La République Démocratique du Congo, particulièrement la province de l’Ituri, franchit un cap important dans la gestion durable des ressources en eau du lac Albert, grâce à l’installation d’un système régional de surveillance hydrologique.
Ce dispositif est mis en place par l’Initiative du Bassin du Nil (IBN), avec l’appui financier du ministère fédéral allemand de la Coopération économique et du Développement, via la GIZ.
Les équipements comprennent une station hydrométrique régulant le niveau et la température de l’eau, ainsi qu’un système d’analyse de la qualité et quantité des eaux, capable de détecter l’origine des menaces extérieures sur les écosystèmes à l’échelle régionale.
Acquis dans le cadre du projet LEAF II du ministère de la Pêche et de l’Élevage, ces matériels ( laboratoire mobile, bâtiment servant à l’abriter) ont été officiellement remis aux autorités congolaises le 3 mai 2026 à Kasenyi, chef-lieu du secteur de Bahema-Sud, dans le territoire d’Irumu, province de l’Ituri, en présence des notabilités locales, des services techniques de l’État et des structures de la société civile.
Selon Kabaseke Kyabakibi Fiston, chef de division provinciale de la Pêche et de l’Élevage de l’Ituri, certaines infrastructures du projet ont été mises à disposition pour abriter ce nouveau service, conformément aux orientations des autorités provinciales et nationales.
Installées sous et autour du lac Albert, ces machines visent à améliorer la collecte et le partage des données, renforçant ainsi la coopération transfrontalière dans la gestion des eaux du bassin du Nil.
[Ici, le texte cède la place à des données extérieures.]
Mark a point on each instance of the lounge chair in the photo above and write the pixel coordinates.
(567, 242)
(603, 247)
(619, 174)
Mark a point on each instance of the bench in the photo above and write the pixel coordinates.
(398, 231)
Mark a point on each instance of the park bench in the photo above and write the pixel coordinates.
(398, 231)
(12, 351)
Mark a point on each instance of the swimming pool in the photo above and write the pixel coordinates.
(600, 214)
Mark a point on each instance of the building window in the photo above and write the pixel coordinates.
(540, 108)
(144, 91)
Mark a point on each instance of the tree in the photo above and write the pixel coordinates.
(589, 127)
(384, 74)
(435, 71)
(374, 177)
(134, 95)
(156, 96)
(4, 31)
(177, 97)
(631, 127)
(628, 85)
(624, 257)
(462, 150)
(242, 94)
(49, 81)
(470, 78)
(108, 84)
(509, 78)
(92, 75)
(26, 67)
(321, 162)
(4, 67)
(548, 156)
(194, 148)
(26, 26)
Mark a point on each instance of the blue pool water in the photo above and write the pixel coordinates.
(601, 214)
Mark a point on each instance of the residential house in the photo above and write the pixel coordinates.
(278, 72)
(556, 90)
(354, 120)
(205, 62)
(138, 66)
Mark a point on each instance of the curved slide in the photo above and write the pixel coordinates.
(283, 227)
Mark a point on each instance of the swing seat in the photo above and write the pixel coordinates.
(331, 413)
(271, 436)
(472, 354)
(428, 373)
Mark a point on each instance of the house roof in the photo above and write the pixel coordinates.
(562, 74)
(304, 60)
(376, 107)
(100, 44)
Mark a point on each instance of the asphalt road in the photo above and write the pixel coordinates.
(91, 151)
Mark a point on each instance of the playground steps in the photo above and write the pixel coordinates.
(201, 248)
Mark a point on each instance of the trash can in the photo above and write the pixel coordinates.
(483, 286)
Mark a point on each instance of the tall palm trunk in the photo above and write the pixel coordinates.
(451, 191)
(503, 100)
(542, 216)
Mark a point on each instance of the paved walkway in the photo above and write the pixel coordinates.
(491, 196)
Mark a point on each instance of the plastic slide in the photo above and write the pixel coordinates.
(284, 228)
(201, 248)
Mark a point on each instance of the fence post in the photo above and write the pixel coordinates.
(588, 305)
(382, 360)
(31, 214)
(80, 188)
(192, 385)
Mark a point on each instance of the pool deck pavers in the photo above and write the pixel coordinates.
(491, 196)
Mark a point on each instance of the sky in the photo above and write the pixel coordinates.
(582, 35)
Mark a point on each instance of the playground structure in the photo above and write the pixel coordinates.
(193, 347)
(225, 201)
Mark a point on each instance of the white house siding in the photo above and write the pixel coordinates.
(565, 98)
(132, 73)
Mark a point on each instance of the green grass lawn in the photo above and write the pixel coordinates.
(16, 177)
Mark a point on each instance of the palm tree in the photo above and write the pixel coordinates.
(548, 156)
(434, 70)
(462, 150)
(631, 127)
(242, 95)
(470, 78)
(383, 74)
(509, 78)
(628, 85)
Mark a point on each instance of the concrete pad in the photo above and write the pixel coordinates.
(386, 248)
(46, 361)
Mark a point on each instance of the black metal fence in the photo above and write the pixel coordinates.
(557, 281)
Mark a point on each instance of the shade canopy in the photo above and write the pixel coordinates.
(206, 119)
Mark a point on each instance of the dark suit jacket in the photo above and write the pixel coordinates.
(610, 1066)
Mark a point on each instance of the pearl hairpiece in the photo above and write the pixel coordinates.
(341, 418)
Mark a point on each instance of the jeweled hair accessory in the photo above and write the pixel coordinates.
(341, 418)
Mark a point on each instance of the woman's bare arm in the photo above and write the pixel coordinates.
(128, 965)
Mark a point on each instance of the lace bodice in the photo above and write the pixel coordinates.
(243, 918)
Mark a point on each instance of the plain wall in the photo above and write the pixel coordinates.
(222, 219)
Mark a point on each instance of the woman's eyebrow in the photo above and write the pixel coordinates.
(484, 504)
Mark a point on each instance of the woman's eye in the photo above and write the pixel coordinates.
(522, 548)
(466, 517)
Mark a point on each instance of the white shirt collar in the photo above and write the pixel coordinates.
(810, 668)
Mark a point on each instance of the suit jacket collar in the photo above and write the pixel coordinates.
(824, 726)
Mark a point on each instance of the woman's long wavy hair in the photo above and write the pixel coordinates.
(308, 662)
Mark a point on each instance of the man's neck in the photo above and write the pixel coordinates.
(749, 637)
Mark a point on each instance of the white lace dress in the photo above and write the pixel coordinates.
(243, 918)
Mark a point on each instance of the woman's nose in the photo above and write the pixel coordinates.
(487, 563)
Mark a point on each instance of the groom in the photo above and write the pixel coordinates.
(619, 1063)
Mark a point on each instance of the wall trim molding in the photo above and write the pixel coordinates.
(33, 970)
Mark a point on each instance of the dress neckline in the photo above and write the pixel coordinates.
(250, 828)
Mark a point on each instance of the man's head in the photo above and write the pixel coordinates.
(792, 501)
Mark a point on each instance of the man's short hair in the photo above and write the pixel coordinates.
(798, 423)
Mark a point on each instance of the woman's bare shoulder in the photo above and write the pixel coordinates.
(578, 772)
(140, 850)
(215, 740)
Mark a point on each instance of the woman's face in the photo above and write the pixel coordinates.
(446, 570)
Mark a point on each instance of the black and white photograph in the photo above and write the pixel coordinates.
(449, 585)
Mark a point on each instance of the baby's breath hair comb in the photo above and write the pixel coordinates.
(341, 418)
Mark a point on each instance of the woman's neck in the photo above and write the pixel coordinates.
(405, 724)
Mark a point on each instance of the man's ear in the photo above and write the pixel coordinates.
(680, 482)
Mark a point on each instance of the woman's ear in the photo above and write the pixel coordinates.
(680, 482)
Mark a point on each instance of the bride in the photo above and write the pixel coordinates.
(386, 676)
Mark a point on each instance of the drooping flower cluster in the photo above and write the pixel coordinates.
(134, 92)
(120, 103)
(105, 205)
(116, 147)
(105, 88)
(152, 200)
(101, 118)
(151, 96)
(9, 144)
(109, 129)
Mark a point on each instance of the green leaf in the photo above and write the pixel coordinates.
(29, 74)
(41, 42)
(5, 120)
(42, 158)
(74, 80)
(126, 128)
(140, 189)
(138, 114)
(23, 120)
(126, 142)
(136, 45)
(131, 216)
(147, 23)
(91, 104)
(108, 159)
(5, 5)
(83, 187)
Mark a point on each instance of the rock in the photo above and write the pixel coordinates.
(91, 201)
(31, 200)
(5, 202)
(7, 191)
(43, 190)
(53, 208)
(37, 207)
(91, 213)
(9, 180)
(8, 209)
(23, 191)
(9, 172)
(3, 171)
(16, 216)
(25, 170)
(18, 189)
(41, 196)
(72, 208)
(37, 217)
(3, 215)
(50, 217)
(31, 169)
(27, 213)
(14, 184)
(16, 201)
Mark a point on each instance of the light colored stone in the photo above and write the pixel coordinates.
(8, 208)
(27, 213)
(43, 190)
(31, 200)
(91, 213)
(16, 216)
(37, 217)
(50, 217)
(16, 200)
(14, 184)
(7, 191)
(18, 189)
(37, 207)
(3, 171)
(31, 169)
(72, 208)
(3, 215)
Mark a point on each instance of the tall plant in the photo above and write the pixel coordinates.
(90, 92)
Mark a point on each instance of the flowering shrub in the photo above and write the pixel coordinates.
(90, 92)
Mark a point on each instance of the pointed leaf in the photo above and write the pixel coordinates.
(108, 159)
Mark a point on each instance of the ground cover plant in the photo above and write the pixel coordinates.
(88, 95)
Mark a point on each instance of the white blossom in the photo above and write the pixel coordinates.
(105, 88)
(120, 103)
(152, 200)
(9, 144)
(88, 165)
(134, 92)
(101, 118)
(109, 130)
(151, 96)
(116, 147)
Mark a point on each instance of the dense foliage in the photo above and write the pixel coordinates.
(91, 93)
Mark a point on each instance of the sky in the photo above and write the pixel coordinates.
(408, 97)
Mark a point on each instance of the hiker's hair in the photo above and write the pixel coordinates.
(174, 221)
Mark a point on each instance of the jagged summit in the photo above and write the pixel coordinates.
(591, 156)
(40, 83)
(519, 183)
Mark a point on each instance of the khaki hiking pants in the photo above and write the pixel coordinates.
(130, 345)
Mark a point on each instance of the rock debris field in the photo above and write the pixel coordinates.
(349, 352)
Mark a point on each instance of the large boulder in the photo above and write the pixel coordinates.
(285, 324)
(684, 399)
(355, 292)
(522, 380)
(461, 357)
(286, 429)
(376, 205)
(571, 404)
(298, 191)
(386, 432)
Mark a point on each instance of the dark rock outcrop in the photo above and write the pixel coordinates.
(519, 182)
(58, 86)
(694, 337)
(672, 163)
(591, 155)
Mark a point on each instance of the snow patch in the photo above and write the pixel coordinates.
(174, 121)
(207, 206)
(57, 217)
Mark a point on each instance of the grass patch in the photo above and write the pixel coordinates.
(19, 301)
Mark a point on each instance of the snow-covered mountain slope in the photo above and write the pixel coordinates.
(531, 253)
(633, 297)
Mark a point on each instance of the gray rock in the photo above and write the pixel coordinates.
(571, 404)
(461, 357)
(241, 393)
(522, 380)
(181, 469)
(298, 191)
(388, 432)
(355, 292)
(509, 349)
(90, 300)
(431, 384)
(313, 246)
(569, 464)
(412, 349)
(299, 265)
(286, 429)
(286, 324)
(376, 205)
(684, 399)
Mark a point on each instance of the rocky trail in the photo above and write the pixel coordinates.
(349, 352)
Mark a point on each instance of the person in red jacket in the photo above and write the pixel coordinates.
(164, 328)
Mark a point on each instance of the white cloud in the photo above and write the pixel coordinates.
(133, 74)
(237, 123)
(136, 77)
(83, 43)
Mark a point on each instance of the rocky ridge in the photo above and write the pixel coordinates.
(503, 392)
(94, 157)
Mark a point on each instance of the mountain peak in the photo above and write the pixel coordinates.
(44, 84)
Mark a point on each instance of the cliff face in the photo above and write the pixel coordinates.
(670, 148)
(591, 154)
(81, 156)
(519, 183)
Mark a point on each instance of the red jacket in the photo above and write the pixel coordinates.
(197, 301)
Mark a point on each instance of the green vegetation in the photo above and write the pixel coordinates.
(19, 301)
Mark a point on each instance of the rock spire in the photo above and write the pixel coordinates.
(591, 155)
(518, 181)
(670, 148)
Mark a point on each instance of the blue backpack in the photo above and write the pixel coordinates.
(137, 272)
Représentant le gouverneur militaire Johnny Luboya N’kashama, Lonema Lonu Milton, son conseiller en charge de l’agriculture, pêche, élevage, environnement, mines et des ressources naturelles, a insisté sur l’utilisation responsable de ces équipements. Il a rappelé que le lac Albert constitue un pilier économique majeur pour la RDC et les pays voisins, notamment l’Ouganda, appelant à une mobilisation collective pour sa protection.
Par ailleurs, cette avancée s’inscrit dans les efforts de stabilisation impulsés par le président Félix Antoine Tshisekedi Tshilombo, dans un contexte marqué par les défis du changement climatique.
Basée à Entebbe, l’Initiative du Bassin du Nil poursuit ainsi ses actions pour une gestion concertée et durable des ressources hydriques dans la région, grâce à ses ingénieurs en technologie numérique.